Figure 1: Swelling and clear cell vacuolation of tubular epithelium Dilation of the tubular lumina with casts (PAS stain x 400).

Figure 2: Mild edema of the interstitial tissue with normal glomeruli (PAS stain x400).

Discussion

Nivolumab is a fully human IgG4 monoclonal antibody raised against PD-1. This cell surface receptor negatively controls T cell proliferation and functions, and is observed on activated T lymphocytes and T cells with chronic stimulation [4]. We report one case of AKI of grade 3 severity, biopsy-proven ATIN, among 244 (0.4%) patients with different types of primary solid malignant neoplasms (NSCLC, renal Ca, colon Ca, transitional cell bladder Ca, breast Ca, Small Cell Lung Cancer, Head and Neck Ca) exposed to nivolumab as a single treatment or in a part of combined treatment, in our Department between 6/2015 – 9/2020. The estimated incidence of any-grade AKI was 1 to 2% in patients treated with a single agent (nivolumab, pembrolizumab, ipilimumab) and approximately 5% in those, treated with the combination of nivolumab plus ipilimumab.

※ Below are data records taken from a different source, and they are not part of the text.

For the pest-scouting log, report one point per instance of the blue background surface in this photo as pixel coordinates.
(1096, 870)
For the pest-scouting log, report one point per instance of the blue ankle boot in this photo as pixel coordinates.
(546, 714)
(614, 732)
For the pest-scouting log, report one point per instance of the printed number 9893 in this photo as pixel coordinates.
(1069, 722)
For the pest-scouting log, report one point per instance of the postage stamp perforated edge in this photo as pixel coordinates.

The incidence of grade 3 or 4 AKI injury was less than 1% with single agents and 1.7% with the combination of nivolumab plus ipilimumab. Results recently published in 11.000 patients treated with randomized and non-randomized distribution, revealed that the relative risk of AIN from PD-1 and CTLA-4 inhibitions was lower: [1.86 (95% CI 0.95-3.6)] of that of non-nephrotoxic drugs: [4.2 (95% CI 1.6- 11.2)]. The usual time of onset of symptoms is 91 (21-245) days from the start of anti-PD-1 treatment, The median peak serum creatinine was 4.5 mg/dL [1,3,5].

In our case there was an interval between PD-1 inhibition and the first development of AIN of 46 days and 73 days of mild and severe AIN respectively, similar to previous reports and the upper limit of serum creatinine was 3.9 mg%. No eosinophilia or no other abnormal laboratory findings, except mild, asymptomatic, hyponatremia, without peripheral oedema, were noted. For hyponatremia, according to clinical and laboratory examinations, no other cause was demonstrated, except of drinking increasing amount of fluids.

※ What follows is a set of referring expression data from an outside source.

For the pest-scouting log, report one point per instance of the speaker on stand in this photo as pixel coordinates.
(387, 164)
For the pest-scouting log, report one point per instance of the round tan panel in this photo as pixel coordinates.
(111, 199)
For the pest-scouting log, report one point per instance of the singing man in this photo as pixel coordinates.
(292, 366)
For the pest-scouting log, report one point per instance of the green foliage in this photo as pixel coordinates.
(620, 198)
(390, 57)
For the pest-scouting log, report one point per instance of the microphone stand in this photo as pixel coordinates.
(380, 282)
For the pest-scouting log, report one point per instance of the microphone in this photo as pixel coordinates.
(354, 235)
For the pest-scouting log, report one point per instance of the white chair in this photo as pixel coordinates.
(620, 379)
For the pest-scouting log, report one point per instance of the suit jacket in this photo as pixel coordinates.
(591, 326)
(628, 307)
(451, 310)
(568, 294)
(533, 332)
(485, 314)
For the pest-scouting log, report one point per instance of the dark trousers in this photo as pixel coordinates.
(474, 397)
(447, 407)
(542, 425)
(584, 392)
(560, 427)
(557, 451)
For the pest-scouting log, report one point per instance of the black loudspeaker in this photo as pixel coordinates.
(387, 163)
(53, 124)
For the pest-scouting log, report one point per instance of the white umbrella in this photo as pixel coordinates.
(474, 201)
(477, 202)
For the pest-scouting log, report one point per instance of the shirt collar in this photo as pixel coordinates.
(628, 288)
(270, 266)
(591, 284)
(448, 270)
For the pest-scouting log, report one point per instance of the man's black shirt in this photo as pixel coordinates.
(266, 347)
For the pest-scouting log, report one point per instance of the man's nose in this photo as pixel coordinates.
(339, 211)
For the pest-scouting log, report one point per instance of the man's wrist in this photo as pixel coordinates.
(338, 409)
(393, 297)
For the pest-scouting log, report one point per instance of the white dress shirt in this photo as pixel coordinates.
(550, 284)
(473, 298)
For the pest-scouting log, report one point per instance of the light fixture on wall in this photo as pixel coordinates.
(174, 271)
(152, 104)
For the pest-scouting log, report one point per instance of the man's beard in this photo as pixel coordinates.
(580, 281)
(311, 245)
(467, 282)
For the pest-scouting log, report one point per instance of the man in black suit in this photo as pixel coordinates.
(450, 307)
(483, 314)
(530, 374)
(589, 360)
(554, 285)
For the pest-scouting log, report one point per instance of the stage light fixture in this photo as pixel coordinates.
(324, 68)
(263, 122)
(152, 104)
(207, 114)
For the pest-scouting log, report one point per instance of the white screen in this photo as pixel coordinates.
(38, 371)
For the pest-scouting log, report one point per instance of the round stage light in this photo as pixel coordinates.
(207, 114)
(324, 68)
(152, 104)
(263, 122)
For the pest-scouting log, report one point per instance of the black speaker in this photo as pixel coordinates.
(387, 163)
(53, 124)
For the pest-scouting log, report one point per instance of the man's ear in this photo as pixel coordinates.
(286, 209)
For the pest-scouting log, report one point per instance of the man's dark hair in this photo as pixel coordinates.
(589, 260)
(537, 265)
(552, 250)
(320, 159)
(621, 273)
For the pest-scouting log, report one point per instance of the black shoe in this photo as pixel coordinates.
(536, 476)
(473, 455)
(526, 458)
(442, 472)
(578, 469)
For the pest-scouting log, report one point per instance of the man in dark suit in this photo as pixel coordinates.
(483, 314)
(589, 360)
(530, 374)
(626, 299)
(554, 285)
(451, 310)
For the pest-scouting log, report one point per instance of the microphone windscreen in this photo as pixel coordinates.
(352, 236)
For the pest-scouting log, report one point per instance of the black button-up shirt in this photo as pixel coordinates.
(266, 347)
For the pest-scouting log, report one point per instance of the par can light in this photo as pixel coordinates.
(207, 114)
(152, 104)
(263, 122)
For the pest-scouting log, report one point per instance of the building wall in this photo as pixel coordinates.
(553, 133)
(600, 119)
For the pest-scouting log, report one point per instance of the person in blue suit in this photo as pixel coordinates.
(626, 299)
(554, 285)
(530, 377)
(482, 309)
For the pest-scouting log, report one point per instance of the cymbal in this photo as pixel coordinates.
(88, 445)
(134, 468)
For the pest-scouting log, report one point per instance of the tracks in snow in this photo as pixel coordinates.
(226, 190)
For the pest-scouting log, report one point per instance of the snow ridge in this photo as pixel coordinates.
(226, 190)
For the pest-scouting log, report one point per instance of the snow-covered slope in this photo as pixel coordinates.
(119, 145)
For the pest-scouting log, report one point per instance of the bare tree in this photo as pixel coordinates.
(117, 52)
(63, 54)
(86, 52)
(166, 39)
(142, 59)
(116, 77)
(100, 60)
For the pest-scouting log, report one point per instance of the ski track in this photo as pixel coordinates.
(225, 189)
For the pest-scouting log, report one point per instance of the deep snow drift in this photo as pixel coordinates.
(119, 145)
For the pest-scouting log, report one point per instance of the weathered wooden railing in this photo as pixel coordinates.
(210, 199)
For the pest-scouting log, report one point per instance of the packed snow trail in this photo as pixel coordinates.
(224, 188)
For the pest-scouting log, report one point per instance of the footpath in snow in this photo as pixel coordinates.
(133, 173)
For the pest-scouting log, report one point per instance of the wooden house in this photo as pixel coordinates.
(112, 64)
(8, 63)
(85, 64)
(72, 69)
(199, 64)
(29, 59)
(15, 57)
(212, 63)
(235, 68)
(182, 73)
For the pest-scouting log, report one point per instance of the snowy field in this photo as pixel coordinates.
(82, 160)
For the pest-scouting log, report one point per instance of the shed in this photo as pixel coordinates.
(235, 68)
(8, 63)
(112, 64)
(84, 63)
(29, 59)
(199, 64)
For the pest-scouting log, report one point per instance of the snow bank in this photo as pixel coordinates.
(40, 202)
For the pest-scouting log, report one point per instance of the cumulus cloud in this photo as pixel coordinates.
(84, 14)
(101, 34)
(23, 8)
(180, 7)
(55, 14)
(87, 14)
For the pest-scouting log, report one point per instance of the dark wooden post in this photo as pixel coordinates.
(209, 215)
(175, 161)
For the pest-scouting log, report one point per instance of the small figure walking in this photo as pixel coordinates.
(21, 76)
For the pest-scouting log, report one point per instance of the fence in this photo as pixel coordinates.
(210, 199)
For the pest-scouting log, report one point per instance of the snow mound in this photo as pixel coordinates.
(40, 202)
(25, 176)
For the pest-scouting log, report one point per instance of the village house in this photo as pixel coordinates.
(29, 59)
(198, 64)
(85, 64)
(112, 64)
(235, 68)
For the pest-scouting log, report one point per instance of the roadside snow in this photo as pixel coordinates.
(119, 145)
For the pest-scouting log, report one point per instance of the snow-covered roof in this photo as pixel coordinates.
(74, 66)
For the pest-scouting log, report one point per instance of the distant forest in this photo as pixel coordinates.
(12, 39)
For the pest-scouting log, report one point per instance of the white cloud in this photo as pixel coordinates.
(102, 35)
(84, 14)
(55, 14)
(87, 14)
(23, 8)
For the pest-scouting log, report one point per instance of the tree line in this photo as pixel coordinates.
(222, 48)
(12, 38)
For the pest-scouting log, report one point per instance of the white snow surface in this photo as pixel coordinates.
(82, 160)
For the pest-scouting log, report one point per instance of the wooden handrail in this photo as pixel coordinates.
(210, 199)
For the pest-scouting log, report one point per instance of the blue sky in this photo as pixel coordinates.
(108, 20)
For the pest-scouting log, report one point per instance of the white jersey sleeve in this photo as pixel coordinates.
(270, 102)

In patients with AKI, histological findings are not specific. The differential diagnosis the cause of AIN is difficult, in cases of patients with other diseases (erythematosus lupus) or taking certain medicines [(nonsteroidal anti-inflammatory drugs (NSAIDs), beta-lactams, rifampin, allopurinol, vascular endothelial growth factor (VEGF), or proton pump inhibitors (PPIs)], which are well associated with the development of AIN and represents an immune reaction with an underlying cellular or humoral or idiosyncratic mechanism [3,5-7]. Immune interstitial nephritis could be explained by specific antibodies against drugs which may also recognize the tubular membrane filter or complement deposited in the kidney interstitial space [8].

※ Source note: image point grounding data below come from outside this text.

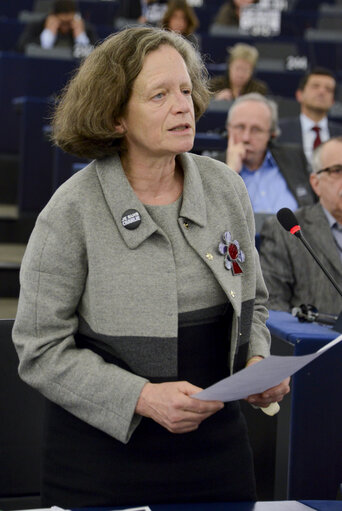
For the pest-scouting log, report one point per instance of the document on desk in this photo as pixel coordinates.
(260, 376)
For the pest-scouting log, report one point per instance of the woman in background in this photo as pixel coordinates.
(229, 13)
(181, 18)
(238, 79)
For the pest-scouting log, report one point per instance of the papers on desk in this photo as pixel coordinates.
(260, 376)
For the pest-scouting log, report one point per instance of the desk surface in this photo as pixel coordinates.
(318, 505)
(286, 326)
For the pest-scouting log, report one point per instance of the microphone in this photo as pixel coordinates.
(289, 222)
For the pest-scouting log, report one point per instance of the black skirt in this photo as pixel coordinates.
(82, 466)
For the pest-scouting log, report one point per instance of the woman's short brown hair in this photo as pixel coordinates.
(190, 16)
(84, 119)
(244, 52)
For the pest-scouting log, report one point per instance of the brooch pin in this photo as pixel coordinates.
(232, 253)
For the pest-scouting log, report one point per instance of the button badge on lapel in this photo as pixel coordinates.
(232, 253)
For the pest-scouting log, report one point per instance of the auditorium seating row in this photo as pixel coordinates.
(27, 97)
(294, 22)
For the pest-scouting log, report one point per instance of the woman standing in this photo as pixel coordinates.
(238, 79)
(133, 294)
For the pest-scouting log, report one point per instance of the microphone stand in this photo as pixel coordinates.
(338, 323)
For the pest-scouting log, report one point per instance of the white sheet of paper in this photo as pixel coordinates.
(286, 505)
(259, 377)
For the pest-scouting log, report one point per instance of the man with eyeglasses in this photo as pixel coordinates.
(275, 176)
(291, 275)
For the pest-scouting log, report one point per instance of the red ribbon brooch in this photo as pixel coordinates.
(232, 253)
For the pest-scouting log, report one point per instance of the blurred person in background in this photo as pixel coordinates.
(291, 274)
(152, 11)
(133, 296)
(64, 27)
(181, 18)
(316, 95)
(229, 13)
(275, 175)
(238, 79)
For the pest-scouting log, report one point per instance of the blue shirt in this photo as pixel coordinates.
(267, 187)
(336, 231)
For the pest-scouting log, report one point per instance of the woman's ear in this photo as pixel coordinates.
(119, 126)
(314, 181)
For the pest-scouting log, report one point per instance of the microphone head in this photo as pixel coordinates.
(288, 220)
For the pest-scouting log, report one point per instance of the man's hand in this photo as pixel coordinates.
(235, 154)
(272, 395)
(52, 23)
(170, 405)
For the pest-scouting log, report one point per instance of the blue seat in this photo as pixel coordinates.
(25, 76)
(10, 30)
(35, 155)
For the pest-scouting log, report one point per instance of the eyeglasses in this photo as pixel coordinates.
(255, 131)
(334, 171)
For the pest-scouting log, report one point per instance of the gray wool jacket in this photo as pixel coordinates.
(83, 271)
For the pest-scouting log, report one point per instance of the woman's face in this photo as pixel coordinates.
(159, 120)
(178, 22)
(240, 72)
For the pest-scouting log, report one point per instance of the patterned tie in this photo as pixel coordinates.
(317, 140)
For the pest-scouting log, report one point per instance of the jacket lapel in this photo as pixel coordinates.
(203, 240)
(120, 197)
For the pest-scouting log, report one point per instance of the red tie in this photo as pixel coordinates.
(317, 140)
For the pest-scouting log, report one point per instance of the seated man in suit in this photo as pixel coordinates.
(291, 274)
(316, 91)
(62, 28)
(276, 176)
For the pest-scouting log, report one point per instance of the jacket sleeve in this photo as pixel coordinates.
(276, 265)
(260, 338)
(53, 277)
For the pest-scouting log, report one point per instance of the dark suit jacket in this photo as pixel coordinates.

We’ve recently learned that was a weak staining for PD-1 in T cells in all patients with ATIN and lupus; however, tubular epithelial cell membrane staining for PD-L1 was seen only in patients with anti-PD-1 therapy-associated AIN, and not in patients with anti-PD-1 therapy-associated ATIN, and not in those with AIN secondary to other medications, or patients with lupus nephritis. So it’s very possible that immunohistochemistry with PD-L1 could be a useful tool to differentiate AIN associated with anti-PD-1 therapy from other AINs [3].

Our patient underwent kidney biopsy and ATIN of pharmacological etiology was confirmed. The interesting in our case was that our patient was not receiving medications (mainly NSAIDs, VEGF, or PPIs, with known relations with the development of AIN. On the other hand, the patient was rechallenged with PD-1 inhibitor treatment after initial recovery of kidney function without steroid use. At this point we have to remind that nivolumab benefits would have been persistent with reintroduction of the drug is preferable and suggest than a wait-and-see management, of course if toxicity is not prohibitive.

Treatment lies in discontinuing anti-PD-1 therapy and initiating high-dose corticosteroids until renal clearance is normalized. According to many studies few patients required transient hemodialysis. The management of renal toxicities is summarized in the American Society of Clinical Oncology (ASCO) guidelines [9]. It seems that the response to glucocorticoids is better in patients with ATIN than with thrombotic microangiopathy [1,5]. We treated the patient with discontinuation of immunotherapy and cortisone administration. The result was the complete recovering of renal function in ≈ 90 days without further use of hemodialysis.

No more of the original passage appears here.